Ta strona została przepisana.
ROZDZIAŁ XVI.
KOM, MORO-NABA XXXII.

Sudan był od najdawniejszych czasów aż do przyjścia Francuzów terenem wielkich przewrotów i ciągłych wojen pomiędzy istniejącemi tu państwami i ludami. Wielkie i zorganizowane królestwa, trwające nieraz całe stulecia, rozpadały się nagle i znikały niemal bez śladu. Taki los spotkał imperjum Gana (IX—XIII w.), Gao (VII—XVI w.), Segu i Kaarta (XVII—XIX w.) „Wielcy wojownicy, jak El Hadż Omar i Samori,[1] szerzyli jeszcze w drugiej połowie XIX. stulecia mord i spustoszenie.
Jedno tylko królestwo Mossi przetrwało od XIII wieku, a granice jego pozostają od 400 lat bez zmiany.
Nie należy jednak z tego sądzić, że Mossi nie posiadali burzliwych okresów w swej historji. Szczep ten zjawił się w granicach obecnej Wysokiej Wolty prawdopodobnie w XI lub XII w., jednak państwo to doszło do największej potęgi w r. 1333, gdy Mossi zawładnęli Tombuktu, a po wojnie 1480 r. — Ualata. W XVI stuleciu królestwo powróciło w dawne, istniejące dotychczas granice, prowadząc wojny wyłącznie z luźnemi, sąsiedniemi szczepami Gurunsi i Dagaris.

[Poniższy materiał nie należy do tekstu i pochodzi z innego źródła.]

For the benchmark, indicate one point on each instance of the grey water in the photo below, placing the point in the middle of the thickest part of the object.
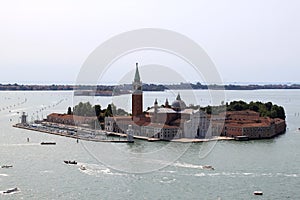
(145, 170)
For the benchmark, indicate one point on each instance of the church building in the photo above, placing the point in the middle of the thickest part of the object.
(165, 122)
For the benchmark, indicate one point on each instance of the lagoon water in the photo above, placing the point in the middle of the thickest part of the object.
(146, 170)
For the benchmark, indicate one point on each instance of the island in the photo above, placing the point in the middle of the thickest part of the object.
(172, 121)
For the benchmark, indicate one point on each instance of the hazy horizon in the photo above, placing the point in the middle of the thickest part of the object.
(47, 42)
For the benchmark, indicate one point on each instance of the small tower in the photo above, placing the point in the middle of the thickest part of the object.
(23, 118)
(130, 134)
(167, 103)
(137, 94)
(155, 111)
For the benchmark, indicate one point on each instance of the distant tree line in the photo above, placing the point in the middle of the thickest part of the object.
(86, 109)
(264, 109)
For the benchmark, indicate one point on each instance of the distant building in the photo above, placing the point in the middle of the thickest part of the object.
(166, 122)
(70, 119)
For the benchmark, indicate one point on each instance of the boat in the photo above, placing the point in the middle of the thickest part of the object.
(82, 167)
(258, 193)
(48, 143)
(10, 190)
(241, 138)
(70, 162)
(6, 166)
(208, 167)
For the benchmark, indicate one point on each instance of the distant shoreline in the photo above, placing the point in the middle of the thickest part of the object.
(111, 90)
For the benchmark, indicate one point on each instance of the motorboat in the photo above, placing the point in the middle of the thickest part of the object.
(258, 193)
(48, 143)
(70, 162)
(6, 166)
(11, 190)
(208, 167)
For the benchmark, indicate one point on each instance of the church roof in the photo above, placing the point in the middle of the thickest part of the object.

Mocno spojeni wewnętrznie i posiadający hierarchję społeczną, stali się Mossi w bardzo krótkim czasie zdolnymi i pracowitymi rolnikami i stworzyli państwo tak potężne, że inne istniejące na lądzie afrykańskim kró-

  1. El Hadż Omar umarł w r. 1864; Samori wzięty do niewoli przez gen. Gouraud w r. 1898.